Boris Chernys Punkt war, dass moderne LLMs so leistungsfähig sind, dass sie oft nicht die übermäßig spezifischen Schritt-für-Schritt-Anweisungen benötigen, die für ältere Modelle erforderlich waren. Er plädiert für Ablation, um unnötige Einschränkungen zu entfernen und dem Modell zu ermöglichen, effektiver zu arbeiten.

Ist es praktikabel, eine vollständige Ablation Ihres KI-Systems durchzuführen?

Für die meisten Entwickler und Unternehmen ist eine vollständige Ablation alle sechs Monate unpraktikabel.
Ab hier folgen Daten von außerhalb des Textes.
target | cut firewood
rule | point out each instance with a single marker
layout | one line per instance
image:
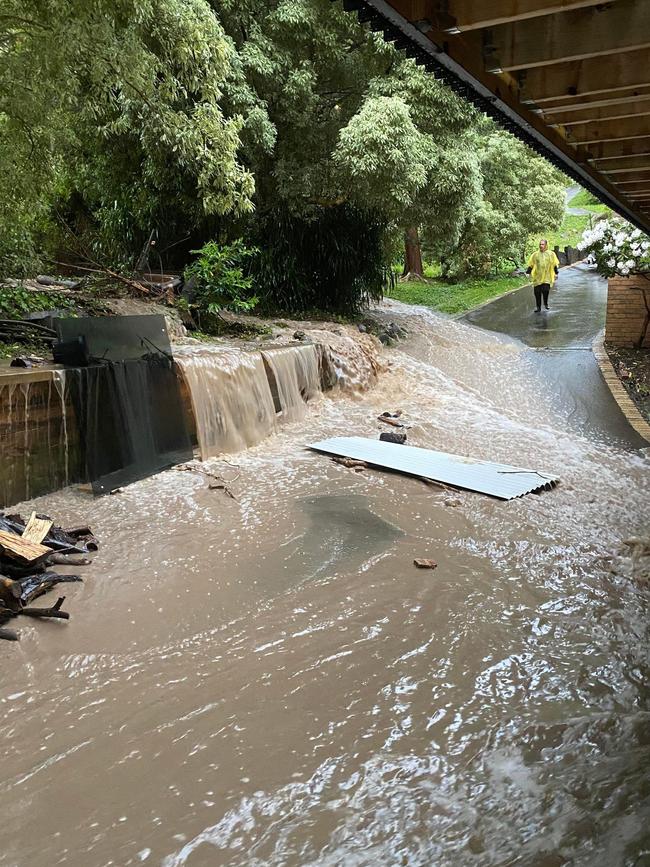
(351, 463)
(37, 529)
(54, 611)
(388, 420)
(21, 549)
Der Prozess ist extrem zeitaufwendig und Token-intensiv, was ihn sehr teuer und potenziell störend für die laufende Entwicklung macht.

Was ist ein pragmatischerer Ansatz, um Prompts effizient zu halten?

Eine intelligentere Strategie besteht darin, die Ablationsbemühungen auf die am häufigsten verwendeten und Token-intensivsten Teile Ihrer KI-Ebene zu konzentrieren, wie z. B. globale Regeln und System-Prompts. On-Demand-Kontext, wie Fähigkeiten oder Sub-Agenten, kann weniger häufig überprüft werden.